To prove Breivik’s sanity, they rolled out the crazies

A deft piece of courtroom theatre in the Breivik trial.

By Mark Lewis

It was one of the weirdest days of the trial so far. They thought they had been given the chance to blow the whole conspiracy wide open. Instead the extreme right-wing obsessives called to testify for the defence in the Anders Breivik trial were exposed to the contempt and bafflement of the ordinary people they typically lionise.

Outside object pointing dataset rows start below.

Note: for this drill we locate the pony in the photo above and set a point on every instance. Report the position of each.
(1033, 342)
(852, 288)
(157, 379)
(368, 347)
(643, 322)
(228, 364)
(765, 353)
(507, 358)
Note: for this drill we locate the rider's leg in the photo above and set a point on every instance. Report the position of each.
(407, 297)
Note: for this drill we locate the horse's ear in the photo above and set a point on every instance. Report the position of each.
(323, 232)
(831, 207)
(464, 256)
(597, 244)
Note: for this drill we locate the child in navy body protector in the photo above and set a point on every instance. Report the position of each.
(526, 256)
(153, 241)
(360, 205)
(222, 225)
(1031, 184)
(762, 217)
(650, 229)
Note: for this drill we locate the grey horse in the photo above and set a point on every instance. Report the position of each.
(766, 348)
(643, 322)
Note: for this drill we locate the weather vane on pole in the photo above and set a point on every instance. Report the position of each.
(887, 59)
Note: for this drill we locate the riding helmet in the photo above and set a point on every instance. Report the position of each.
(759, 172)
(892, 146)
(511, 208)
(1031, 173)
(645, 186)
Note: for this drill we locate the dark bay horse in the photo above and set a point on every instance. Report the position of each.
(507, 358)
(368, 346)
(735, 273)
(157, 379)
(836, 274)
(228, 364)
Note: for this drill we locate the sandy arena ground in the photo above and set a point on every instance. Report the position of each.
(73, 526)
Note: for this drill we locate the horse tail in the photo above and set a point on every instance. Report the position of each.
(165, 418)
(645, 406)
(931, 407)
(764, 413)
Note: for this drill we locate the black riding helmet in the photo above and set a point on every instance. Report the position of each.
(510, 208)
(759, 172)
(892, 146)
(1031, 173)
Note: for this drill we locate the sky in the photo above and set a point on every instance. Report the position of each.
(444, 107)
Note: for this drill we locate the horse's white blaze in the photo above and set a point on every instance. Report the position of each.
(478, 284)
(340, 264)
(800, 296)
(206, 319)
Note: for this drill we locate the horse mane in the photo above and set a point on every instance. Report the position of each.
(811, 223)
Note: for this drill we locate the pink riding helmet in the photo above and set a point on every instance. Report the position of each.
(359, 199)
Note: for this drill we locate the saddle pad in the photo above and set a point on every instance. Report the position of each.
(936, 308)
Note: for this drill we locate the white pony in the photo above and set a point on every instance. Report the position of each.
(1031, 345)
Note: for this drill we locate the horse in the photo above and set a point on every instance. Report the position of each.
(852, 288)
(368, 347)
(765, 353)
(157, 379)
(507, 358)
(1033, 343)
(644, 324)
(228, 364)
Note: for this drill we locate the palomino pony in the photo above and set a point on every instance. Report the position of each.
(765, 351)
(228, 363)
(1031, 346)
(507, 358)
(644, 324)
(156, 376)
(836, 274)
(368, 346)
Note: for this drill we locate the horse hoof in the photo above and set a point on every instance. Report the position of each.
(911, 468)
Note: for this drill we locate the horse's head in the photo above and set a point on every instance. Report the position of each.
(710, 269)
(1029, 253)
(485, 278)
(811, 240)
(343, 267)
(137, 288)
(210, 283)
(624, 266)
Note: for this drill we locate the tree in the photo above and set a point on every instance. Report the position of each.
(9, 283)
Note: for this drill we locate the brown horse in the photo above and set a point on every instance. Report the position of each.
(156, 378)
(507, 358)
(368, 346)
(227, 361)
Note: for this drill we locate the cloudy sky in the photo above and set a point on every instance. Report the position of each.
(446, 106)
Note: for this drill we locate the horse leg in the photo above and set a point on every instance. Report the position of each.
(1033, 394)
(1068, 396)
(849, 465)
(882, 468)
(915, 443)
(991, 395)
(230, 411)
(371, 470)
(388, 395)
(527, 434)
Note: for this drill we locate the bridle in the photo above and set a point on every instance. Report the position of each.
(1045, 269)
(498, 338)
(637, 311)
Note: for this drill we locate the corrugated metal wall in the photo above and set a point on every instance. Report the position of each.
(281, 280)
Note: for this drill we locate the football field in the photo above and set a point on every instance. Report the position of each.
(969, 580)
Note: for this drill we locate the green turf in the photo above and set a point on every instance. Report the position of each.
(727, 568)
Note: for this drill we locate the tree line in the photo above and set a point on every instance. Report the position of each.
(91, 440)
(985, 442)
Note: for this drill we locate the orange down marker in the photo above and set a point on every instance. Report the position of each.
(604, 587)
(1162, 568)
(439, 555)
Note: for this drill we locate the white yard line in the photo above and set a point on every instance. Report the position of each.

After weeks and weeks of horror, even the survivors of Breivik’s 22 July massacre laughed in the court as the politically marginalised took the stand and relished their moment to finally preach their truth. Each of the unpleasant foursome had their jealous ideological niches – the ever-fractious far-right always will – but each agreed on the existence of a left-wing conspiracy deliberately preventing their popular views from reaching the masses.

In a trial where the only question is over the sanity of a confessed murderer of 77 people, it seems wrong to indulge in reductive pop-psychology. But the temptation is irresistible: in order to prove his sanity, Breivik’s defence had rolled out the crazies.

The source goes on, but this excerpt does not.